E: Assisting the client with oral hygiene frequently helps prevent further infection and maintain oral health, which is important in the elderly population.
Incorrect Choices:
B: Restricting the client's oral fluid intake is not appropriate as hydration is essential, especially in the presence of fever and infection.
D: Allowing the client to shiver to dispel excess heat is not recommended as it can lead to increased metabolic demand and discomfort for the client.
A nurse is preparing to perform endotracheal suctioning for a client. Which of the following are appropriate guidelines for the nurse to follow? Select all.
- A. Apply suction while withdrawing the catheter
- B. Perform suctioning on a routine basis, Q2-3 hours
- C. Maintain medical asepsis during suctioning
- D. Use a new catheter for each suctioning attempt
- E. Limit suctioning to 2-3 attempts
Correct Answer: A, D, E
Rationale: Correct Answer: A, D, E
Rationale:
A: Apply suction while withdrawing the catheter - This guideline ensures effective removal of secretions without damaging the airway.
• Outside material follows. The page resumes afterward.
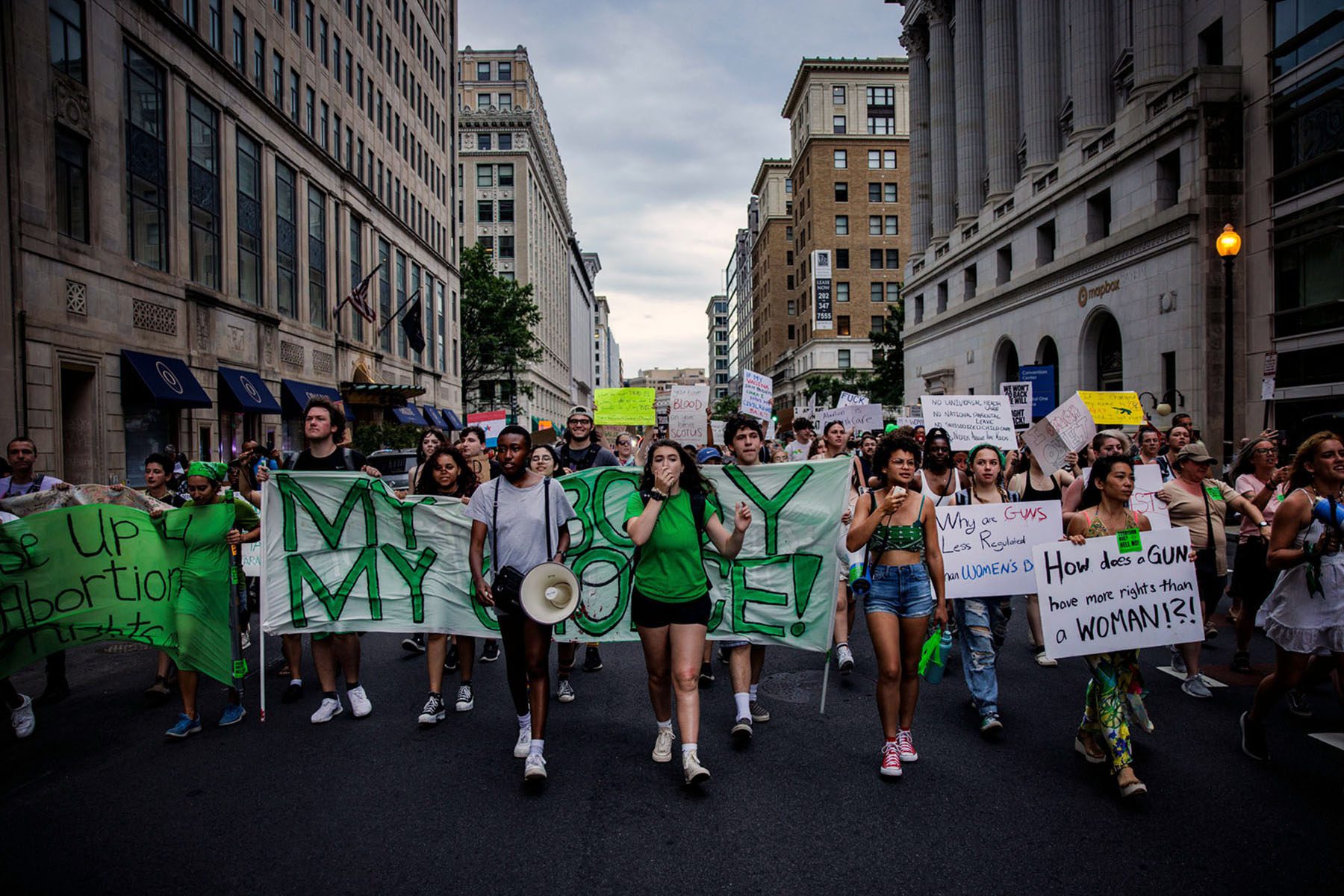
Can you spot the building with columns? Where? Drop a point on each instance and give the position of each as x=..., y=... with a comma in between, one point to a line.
x=195, y=187
x=1100, y=148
D: Use a new catheter for each suctioning attempt - Reusing catheters can introduce infection and compromise patient safety.
E: Limit suctioning to 2-3 attempts - Excessive suctioning can lead to hypoxia and damage to the airway. Limiting attempts is safer for the patient.
Incorrect Choices:
B: Performing suctioning on a routine basis, Q2-3 hours can be harmful as it may lead to unnecessary trauma to the airway and increased risk of infection.
C: Maintaining medical asepsis during suctioning is a general guideline but not specific to endotracheal suctioning.
A nurse is reviewing the reported medications of a client who was recently admitted. The medications include cimetidine (Tagamet) and imipramine hydrochloride (Tofranil). Knowing that cimetidine decreases the metabolism of imipramine hydrochloride, the nurse should identify that this combination is likely to result in which of the following effects?
- A. Decreased therapeutic effects of cimetidine
- B. Increased risk of imipramine hydrochloride toxicity
- C. Decreased risk of adverse effects of cimetidine
- D. Increased therapeutic effects of imipramine hydrochloride
Correct Answer: B
Rationale: The correct answer is B: Increased risk of imipramine hydrochloride toxicity. Cimetidine inhibits the metabolism of imipramine hydrochloride, leading to increased levels of imipramine in the body. This can result in a higher concentration of imipramine, potentially causing toxicity. This interaction is known as a pharmacokinetic drug-drug interaction.
Incorrect choices:
A: Decreased therapeutic effects of cimetidine - This is incorrect because cimetidine's therapeutic effects are not directly impacted by its interaction with imipramine.
C: Decreased risk of adverse effects of cimetidine - This is incorrect as there is no evidence to suggest that the interaction with imipramine decreases the risk of adverse effects of cimetidine.
D: Increased therapeutic effects of imipramine hydrochloride - This is incorrect as the increased risk of toxicity does not equate to increased therapeutic effects.